The Gaza Massacre–as it’s now being accurately referred to by some–is horrible and sad and yet another black mark against the thugs who run Israel and the thugs who run America.
Another great post from Caitlin Johnstone, although it’s a week old now, lists a number of the things that make it difficult to write about or have conversations about Israel. When most people in America simply support it because “they are God’s chosen people,” it’s hard to even know where to begin if you want to talk to someone about it.
But we need to have that conversation, because this latest massacre is likely just the beginning of a full-scale genocide against the Palestinian people, and it’s our problem because we support it. In fact we more than support it, we are it. The Israeli government and military are really just proxies for us, and it’s our tax money that bought what killed those Palestinians.
A deeper understanding of the relationship is that we’re both just proxies for some overriding oligarchy that uses the illusion of nation-statehood to further its own interests everywhere. As Johnstone says,
There’s good conspiracy theory and there’s bad conspiracy theory. People who say America controls Israel or Israel controls America are engaged in bad conspiracy theory. We don’t live in a world where the lines between nations mean anything to those with real power; in reality “Israel” and “America” are both purely conceptual constructs which only exist to the extent that people believe in them. There is no actual “Israel” which can exert control over an actual “America”, and vice versa. It isn’t nations and governments pulling the strings of real power in the world, it’s a class of plutocrats who aren’t ultimately answerable to any government. This class of plutocrats uses governments like Israel, the US, the UK, and the KSA to advance its agendas to exploit, loot and plunder the rest of humanity.
Our support for Israel also is the primary factor that keeps terrorism going in the Middle East, as they all see Israel as their ultimate enemy and the biggest threat to their existence. The terrorists have made no secret of the fact that it’s their main reason for attacking us and regarding us as the Great Satan. Immediately after 9/11, Bin Laden put out a statement, publicly explaining that the reason for the attack was that we continued to support Israel and we maintained bases in Saudi Arabia.
But you’ll struggle to find any of that mentioned in the national dialog. Not in the media, even most progressive media, nor in the political rhetoric at any level. It’s toxic to mention it because so many people think Israel is a holy cause and to fail to support it would be bad faith or something.
There is plenty of reason of course, not to support Israel… look up Jews for Justice — I suppose they still exist — and you’ll find a well-documented, clear and rational explanation of just how horrible Israel is and always has been. And obviously they’re not anti-Semitic. In fact it seems even anti-Semitic folk love Israel. Maybe because they’re such fascist and racist assholes that they miss the fact that most of the people in Israel are Jewish, even though it’s not a religious state, and even though most of those Israelis probably are not practicing Jews, they’re Jewish nonetheless.

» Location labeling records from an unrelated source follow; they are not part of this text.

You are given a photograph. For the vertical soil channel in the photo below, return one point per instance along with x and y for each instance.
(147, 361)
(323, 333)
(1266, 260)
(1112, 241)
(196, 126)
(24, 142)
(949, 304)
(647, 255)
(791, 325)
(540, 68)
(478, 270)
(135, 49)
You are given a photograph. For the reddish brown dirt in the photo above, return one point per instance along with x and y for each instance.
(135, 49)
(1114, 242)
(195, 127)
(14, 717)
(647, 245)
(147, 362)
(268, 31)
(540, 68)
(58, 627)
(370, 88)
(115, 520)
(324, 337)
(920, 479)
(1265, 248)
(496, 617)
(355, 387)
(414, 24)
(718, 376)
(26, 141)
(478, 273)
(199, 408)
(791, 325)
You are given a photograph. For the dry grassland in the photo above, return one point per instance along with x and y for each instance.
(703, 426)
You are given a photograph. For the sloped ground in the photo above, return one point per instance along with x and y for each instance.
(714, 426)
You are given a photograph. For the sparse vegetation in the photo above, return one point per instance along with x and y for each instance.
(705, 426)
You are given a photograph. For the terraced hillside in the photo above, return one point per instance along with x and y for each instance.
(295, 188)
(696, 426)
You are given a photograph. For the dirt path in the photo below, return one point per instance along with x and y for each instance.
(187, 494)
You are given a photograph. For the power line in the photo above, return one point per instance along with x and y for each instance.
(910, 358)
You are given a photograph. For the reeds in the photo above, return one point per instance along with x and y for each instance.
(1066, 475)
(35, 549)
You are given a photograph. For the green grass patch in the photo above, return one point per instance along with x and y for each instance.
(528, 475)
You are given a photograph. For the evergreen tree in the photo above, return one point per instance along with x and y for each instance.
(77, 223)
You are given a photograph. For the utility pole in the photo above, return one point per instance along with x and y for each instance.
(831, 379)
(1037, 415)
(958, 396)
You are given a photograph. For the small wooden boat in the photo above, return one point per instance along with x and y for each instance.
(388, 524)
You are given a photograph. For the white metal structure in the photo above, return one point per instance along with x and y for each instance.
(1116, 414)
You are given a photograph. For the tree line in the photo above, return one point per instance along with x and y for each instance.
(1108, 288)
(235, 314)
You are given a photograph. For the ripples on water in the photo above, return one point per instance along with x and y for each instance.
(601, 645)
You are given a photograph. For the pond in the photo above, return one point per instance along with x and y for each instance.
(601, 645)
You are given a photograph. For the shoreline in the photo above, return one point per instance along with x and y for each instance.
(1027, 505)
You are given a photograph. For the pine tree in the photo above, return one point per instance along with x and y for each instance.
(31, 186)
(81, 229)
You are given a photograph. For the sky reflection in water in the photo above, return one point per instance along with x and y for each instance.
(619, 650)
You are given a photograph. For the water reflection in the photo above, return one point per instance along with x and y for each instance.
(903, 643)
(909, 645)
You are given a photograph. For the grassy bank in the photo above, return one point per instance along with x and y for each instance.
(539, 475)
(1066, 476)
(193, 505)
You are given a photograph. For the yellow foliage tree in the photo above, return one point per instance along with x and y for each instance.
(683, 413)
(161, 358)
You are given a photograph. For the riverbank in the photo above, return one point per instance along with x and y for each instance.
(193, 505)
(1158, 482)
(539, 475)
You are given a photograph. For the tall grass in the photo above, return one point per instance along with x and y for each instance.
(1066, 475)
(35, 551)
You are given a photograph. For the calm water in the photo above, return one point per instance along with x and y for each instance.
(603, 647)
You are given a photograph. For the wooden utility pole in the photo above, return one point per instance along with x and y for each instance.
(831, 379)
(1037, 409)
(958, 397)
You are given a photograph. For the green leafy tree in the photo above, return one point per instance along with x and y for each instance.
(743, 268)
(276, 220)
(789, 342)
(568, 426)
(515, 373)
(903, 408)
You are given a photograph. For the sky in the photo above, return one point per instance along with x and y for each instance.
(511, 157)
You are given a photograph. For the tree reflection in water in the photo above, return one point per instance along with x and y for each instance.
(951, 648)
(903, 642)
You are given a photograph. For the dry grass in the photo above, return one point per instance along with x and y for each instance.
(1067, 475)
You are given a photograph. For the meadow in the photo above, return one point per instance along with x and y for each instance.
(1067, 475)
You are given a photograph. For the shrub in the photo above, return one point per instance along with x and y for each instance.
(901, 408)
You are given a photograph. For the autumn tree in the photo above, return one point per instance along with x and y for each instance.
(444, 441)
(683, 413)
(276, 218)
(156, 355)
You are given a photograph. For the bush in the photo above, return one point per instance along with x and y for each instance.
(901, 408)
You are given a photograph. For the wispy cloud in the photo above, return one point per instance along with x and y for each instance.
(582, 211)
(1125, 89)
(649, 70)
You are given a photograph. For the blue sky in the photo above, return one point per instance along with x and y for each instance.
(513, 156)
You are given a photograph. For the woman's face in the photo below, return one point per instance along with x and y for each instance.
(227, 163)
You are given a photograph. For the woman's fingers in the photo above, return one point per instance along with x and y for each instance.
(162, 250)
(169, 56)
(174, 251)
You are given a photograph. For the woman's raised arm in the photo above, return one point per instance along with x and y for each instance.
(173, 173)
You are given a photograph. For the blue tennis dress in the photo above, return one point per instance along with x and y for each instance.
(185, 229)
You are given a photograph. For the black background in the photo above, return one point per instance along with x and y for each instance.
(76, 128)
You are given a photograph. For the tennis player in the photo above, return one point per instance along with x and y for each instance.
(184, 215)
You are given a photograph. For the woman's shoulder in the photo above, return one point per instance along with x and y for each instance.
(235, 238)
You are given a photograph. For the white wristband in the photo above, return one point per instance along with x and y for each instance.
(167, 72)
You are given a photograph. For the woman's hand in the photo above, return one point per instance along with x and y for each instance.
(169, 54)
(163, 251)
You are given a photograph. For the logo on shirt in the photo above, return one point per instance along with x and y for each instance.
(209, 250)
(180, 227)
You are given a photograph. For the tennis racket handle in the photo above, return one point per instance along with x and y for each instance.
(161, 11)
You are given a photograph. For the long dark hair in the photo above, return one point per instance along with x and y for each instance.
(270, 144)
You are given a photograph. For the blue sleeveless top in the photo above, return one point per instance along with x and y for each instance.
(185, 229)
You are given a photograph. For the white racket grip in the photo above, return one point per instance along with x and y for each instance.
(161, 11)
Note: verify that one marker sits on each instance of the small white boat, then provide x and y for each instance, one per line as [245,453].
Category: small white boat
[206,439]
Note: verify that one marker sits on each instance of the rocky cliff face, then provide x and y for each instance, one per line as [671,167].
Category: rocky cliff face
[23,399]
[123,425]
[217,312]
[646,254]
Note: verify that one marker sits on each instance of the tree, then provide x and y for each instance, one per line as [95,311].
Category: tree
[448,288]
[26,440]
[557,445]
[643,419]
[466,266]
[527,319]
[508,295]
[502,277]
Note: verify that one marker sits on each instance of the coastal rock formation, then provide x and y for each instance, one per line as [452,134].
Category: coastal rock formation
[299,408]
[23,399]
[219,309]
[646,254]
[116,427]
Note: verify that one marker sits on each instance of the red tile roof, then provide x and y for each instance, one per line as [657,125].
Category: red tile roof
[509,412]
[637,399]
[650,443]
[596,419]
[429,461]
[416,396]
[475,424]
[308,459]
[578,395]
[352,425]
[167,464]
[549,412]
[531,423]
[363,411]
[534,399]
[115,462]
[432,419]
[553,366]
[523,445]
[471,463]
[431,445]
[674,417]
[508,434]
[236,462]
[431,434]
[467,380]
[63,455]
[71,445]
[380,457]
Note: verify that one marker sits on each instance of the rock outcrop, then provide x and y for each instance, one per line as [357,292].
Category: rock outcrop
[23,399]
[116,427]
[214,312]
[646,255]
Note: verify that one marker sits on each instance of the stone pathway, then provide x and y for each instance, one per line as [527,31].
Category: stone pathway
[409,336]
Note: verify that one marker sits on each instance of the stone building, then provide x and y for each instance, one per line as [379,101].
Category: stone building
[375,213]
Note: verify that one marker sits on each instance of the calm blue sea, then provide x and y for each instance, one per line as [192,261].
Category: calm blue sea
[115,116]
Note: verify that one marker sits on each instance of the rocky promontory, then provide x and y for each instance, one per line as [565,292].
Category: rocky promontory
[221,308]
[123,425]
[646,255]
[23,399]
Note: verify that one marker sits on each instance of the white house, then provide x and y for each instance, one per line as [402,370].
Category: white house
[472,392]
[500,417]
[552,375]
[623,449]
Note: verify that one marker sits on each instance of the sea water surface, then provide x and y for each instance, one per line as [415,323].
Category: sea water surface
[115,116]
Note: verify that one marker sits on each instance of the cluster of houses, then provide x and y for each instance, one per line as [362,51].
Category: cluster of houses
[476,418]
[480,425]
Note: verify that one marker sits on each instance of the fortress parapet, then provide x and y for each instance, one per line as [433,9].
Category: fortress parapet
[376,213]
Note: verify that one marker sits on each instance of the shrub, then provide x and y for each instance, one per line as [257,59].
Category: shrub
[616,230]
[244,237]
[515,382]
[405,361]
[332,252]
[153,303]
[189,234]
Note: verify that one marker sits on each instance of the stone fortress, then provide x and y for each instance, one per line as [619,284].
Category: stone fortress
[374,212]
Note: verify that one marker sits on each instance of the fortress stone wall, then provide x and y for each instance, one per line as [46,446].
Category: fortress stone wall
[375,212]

The simple fact is that Israel’s horribleness has nothing to do with it being Jewish and everything to do with it being an outpost of the Empire. So that’s another factor that makes it very hard to talk about in a rational way. People are in denial about the very existence of the Empire, so it takes a long and patient workup to get them to see anything related to that dominant reality of the world.
That point is also addressed in a great forum in the June Harper’s Magazine. The forum “Combat High” is an excellent, though depressing, read. (It may require membership to access, but here’s a link: Combat High.) The participants all seem to agree that Americans in general don’t know enough about what’s happening in the world–especially in the machinations of Empire–to care.
In the discussion of where and how many U.S. troops are stationed around the world, Jason Dempsey, who served as an infantry officer in both Iraq and Afghanistan and is an adjunct senior fellow at the Center for a New American Security and a senior adviser to the Columbia University Center for Veteran Transition and Integration, says, “Most Americans don’t know enough to care.”
It’s a sad commentary. A nation of people who claim to embrace Christian and democratic values and yet we don’t care that our military and its subsidiaries around the world kill people for little or no reason other than to support the oligarchy and protect its financial interests.